While technological innovations such as the railroad and the steamship would dramatically increase the efficiency of transporting goods, the development of Chicago’s famed exchanges would facilitate their allocation. The Chicago Board of Trade was started in 1848 as a private organization to boost the commercial opportunities of the city, but would soon play a crucial part in the development of a centralized site for the Midwest’s earthly gifts. It was the Crimean War a few years later that spurred the necessity for such a commodities market. As the demand for wheat sales doubled and tripled, the CBOT prospered, and membership increased proportionally.

In 1856, the Chicago Board of Trade made the “momentous decision to designate three categories of wheat in the city – white winter wheat, red winter wheat, and spring wheat – and to set standards of quality for each.”[2] The significance of the action was that it separated ownership from a specific quantity of grain. As farmers brought their produce to the market, the elevator operator could mix it with similar grains and the owner could be given a certificate of ownership of an equal quantity of similarly graded grain. Instead of loading grain in individual sacks, it could be shipped in railroad cars and stored in silos. The grain elevators were a major technological development that increased Chicago’s efficiency in coordinating the movements and sales of its grains.

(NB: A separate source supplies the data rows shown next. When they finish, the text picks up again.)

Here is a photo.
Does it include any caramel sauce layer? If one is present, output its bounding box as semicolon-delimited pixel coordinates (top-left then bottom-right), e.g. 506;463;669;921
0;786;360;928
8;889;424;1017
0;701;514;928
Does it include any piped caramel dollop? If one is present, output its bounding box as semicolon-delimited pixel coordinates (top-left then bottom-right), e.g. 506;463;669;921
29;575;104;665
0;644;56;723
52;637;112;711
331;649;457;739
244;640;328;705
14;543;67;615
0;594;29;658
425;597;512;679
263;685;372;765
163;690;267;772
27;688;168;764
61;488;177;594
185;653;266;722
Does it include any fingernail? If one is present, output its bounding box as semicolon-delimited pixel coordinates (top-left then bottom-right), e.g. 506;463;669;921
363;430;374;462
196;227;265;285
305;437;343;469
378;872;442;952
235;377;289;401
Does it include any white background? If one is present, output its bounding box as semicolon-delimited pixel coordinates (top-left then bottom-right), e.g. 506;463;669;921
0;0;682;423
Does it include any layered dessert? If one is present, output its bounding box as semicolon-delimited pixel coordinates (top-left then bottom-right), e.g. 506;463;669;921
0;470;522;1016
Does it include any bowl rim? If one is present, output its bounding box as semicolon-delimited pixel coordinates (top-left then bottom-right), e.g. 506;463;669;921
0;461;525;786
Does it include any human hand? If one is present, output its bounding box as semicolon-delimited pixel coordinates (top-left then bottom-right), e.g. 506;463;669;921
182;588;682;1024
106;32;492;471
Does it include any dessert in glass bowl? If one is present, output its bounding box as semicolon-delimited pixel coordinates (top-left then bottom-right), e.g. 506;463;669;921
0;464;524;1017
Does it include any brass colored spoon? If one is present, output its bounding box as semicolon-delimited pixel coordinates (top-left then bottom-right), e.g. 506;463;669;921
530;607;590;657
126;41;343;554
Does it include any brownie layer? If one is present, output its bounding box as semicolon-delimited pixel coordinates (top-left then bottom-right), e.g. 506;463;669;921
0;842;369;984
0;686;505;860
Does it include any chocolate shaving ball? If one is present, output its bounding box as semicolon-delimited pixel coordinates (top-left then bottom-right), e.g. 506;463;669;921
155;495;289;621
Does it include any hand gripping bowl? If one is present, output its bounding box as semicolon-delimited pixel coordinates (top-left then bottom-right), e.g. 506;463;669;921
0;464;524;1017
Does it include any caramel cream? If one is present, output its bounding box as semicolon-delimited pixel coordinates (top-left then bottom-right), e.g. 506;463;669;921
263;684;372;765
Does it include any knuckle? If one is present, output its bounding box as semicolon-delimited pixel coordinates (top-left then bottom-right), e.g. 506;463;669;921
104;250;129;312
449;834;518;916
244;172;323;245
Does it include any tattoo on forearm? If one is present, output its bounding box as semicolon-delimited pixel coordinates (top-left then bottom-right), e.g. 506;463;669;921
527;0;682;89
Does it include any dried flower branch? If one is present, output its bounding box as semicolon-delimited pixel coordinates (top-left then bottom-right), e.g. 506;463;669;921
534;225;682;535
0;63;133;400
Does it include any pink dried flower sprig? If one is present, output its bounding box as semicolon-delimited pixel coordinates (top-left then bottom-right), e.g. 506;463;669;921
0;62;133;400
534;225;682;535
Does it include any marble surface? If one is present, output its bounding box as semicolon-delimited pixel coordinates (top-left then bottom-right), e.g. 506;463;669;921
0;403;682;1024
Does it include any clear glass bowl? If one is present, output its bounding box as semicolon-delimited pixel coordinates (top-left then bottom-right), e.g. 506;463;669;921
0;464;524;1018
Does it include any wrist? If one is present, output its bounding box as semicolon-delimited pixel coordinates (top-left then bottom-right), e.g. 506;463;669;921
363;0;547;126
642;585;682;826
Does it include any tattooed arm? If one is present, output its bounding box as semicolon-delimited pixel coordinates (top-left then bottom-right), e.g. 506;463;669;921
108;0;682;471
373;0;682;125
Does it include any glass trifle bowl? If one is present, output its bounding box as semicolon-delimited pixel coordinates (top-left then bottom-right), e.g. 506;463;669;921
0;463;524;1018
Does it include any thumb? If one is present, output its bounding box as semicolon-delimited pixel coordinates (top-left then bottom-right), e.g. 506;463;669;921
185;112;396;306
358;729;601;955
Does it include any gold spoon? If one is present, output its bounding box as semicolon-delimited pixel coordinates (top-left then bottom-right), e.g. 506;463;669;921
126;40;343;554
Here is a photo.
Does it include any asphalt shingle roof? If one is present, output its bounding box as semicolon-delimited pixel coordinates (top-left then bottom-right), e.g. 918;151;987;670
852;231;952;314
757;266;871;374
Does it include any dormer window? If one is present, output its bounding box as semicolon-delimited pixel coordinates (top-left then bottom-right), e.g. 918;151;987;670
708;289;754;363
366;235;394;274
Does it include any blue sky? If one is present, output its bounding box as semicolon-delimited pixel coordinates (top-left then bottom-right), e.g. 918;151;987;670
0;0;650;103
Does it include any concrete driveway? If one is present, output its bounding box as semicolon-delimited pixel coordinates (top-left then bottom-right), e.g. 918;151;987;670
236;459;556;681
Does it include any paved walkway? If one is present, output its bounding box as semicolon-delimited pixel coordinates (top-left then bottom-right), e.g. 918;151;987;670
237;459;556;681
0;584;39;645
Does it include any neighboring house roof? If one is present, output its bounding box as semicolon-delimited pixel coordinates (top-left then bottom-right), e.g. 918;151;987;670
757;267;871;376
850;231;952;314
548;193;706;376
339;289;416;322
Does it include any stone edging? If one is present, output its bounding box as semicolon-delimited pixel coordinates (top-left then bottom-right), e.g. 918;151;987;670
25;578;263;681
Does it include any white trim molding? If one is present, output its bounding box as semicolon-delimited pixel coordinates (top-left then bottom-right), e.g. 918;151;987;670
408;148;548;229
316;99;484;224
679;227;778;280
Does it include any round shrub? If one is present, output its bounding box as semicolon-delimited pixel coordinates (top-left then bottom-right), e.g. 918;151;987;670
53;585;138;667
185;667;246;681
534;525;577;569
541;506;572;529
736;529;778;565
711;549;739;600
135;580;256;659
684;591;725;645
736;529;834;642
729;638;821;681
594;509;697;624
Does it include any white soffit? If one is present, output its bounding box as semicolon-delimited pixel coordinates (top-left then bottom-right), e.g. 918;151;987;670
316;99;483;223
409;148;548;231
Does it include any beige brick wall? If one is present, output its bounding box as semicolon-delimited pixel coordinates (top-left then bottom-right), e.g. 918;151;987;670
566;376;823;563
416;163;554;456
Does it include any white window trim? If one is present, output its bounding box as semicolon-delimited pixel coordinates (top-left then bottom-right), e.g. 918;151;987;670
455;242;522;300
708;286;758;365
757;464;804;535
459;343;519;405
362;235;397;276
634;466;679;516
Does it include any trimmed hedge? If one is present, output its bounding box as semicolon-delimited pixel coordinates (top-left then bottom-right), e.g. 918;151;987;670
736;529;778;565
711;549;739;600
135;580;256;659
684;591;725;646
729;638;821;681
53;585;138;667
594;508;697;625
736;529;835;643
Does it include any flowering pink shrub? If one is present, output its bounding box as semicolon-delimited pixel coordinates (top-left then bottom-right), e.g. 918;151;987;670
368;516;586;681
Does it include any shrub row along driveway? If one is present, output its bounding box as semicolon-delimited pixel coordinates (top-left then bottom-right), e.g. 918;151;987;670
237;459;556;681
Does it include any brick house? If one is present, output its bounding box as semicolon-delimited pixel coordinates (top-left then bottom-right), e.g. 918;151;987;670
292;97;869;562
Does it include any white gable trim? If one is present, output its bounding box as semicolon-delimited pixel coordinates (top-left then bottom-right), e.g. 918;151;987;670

The Board was still having problems with farmers selling damp, dirty, low-quality and mixed grains, so it instituted additional variations. By 1860, the Chicago Board of Trade had more than ten distinctions for grain and its right to impose such standards was written into Illinois law making it a “quasi-judicial entity with substantial legal powers to regulate the city’s trade.”[3]

During this same time period, the telegraph was spreading its metallic tentacles throughout the country, providing speedy access to news and price information. The western end of the transcontinental link was built in 1861, connecting Chicago with cities like Des Moines, Omaha, Kearney, Fort Laramie, Salt Lake City, Carson City, Sacramento, and on to San Francisco.[4] The western link quickly expanded to other cities and connected Chicago with farmers, lumberjacks, prospectors and ranchers eager to bring their goods to market. News of western harvests often triggered major price changes as it was transmitted rapidly between cities. News of droughts, European battles, and grain shortages brought nearly instant price changes in Chicago. Newspapers were a major beneficiary of the electric links as they printed major news stories as well as price information coming over the telegraph. The telegraph quickly made the Chicago Board of Trade a major world center for grain sales and linked it with a network of cities such as Buffalo, Montreal, New York, and Oswego that facilitated the trade of grains and other commodities.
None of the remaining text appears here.